Depuis le déclenchement du conflit en février, les deux capitales ont multiplié les discussions pour mettre fin aux hostilités qui ont paralysé le détroit d’Hormuz et perturbé les marchés pétroliers. Trump a profité de l’entrevue pour affirmer que l’Iran aurait déjà accepté de ne pas développer d’arme nucléaire, qualifiant cela de « percée majeure ». Il a ajouté que le Guide suprême serait personnellement impliqué dans les décisions clés des pourparlers.
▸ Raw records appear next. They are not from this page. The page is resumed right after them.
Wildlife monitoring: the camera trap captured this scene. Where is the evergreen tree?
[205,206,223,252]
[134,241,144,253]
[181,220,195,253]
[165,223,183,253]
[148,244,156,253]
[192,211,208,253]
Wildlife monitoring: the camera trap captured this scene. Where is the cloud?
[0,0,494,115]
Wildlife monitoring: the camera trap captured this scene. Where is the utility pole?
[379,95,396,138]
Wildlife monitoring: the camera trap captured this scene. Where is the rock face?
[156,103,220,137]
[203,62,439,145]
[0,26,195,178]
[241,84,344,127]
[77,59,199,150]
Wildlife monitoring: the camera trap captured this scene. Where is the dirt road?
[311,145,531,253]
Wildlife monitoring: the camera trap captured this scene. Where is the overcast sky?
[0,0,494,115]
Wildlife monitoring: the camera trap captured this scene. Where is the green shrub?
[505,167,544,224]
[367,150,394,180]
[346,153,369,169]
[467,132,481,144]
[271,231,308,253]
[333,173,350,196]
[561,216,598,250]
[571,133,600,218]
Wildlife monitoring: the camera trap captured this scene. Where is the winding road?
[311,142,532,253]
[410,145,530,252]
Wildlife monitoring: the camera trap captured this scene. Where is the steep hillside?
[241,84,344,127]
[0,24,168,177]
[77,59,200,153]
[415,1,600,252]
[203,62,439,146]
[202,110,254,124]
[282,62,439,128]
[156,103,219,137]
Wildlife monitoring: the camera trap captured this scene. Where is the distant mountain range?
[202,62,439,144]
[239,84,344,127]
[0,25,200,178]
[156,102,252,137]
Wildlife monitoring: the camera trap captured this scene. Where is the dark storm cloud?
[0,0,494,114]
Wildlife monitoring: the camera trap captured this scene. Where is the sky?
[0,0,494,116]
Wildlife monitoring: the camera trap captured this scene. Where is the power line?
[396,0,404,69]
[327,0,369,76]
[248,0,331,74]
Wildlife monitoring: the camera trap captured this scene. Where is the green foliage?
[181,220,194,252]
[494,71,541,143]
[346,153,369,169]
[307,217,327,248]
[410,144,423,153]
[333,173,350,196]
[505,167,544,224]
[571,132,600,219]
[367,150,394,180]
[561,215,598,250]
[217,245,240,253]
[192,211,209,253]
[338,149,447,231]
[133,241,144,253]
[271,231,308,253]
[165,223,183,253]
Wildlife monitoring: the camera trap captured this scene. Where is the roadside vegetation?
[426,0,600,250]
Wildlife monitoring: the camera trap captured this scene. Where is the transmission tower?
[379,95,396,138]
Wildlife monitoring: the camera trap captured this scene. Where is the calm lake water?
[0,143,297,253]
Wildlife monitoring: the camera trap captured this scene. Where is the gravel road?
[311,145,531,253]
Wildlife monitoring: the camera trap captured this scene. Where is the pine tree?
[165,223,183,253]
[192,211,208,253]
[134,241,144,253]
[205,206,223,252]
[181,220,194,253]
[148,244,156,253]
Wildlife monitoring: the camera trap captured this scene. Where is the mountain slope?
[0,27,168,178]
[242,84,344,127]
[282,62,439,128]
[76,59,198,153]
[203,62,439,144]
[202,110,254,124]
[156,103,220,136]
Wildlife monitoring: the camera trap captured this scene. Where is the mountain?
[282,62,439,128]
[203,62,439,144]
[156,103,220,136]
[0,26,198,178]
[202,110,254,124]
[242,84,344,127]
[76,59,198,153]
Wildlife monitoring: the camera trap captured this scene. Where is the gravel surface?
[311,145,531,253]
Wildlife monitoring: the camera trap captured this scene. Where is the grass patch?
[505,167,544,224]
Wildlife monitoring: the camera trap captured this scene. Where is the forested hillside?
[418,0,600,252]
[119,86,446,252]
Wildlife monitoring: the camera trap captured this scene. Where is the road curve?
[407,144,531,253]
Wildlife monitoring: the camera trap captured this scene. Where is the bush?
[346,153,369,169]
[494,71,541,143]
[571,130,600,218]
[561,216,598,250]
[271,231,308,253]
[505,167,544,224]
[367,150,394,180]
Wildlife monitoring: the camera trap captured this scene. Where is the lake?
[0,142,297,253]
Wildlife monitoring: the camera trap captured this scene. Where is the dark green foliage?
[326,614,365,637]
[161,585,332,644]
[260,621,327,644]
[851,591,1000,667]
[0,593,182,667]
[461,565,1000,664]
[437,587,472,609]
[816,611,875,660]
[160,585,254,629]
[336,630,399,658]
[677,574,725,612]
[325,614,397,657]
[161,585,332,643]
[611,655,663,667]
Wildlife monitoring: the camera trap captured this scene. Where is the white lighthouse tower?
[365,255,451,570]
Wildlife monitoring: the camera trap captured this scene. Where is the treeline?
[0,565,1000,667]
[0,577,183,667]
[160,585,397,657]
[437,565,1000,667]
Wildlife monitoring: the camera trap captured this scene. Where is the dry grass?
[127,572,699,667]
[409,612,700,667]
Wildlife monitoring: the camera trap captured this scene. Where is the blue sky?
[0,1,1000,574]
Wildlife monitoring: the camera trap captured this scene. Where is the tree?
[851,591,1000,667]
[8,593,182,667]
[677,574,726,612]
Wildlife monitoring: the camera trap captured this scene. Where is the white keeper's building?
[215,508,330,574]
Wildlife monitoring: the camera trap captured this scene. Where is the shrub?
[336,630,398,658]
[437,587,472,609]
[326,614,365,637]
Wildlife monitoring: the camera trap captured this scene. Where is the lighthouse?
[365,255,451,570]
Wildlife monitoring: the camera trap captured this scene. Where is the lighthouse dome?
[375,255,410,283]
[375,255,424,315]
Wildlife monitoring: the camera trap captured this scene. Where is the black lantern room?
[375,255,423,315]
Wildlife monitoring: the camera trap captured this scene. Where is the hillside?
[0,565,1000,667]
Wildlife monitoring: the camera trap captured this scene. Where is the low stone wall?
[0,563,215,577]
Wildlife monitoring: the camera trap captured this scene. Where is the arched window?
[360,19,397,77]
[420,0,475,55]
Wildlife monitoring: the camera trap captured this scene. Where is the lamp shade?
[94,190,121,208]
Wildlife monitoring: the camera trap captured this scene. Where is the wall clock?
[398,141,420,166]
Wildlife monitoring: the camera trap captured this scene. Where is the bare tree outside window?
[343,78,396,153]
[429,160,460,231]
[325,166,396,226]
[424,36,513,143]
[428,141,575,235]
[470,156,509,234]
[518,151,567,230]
« J’aimerais le rencontrer, et nous le ferons probablement un jour, selon comment les choses se déroulent », a déclaré Trump, soulignant que les deux parties « s’entendent très bien ». Il a également rassuré qu’aucune force terrestre américaine ne serait déployée en Iran et a évoqué la possibilité que le blocus maritime reste en place jusqu’à septembre, même si cela « semble peu probable ».
Certaines sources affirment que le Guide suprême n’est jamais apparu en public depuis le début du conflit, tandis que d’autres prétendent qu’il aurait été gravement blessé, « manquant plusieurs parties du corps ». Aucun communiqué officiel iranien n’a confirmé ces allégations.
En marge de ces propos, le président a critiqué le Premier ministre israélien Benjamin Netanyahu pour la guerre continue avec le Liban, déclarant qu’il était « un peu perturbé » par ces affrontements, tout en affirmant que leurs relations restaient « très bonnes ». Il a conclu en prévoyant une prochaine chute des prix de l’essence, malgré les tensions persistantes au Moyen‑Orient.
Si les déclarations de Trump ouvrent la porte à un éventuel rapprochement diplomatique, la réalité du leadership iranien et la viabilité des engagements nucléaires restent incertaines, promettant de nouveaux rebondissements dans les semaines à venir.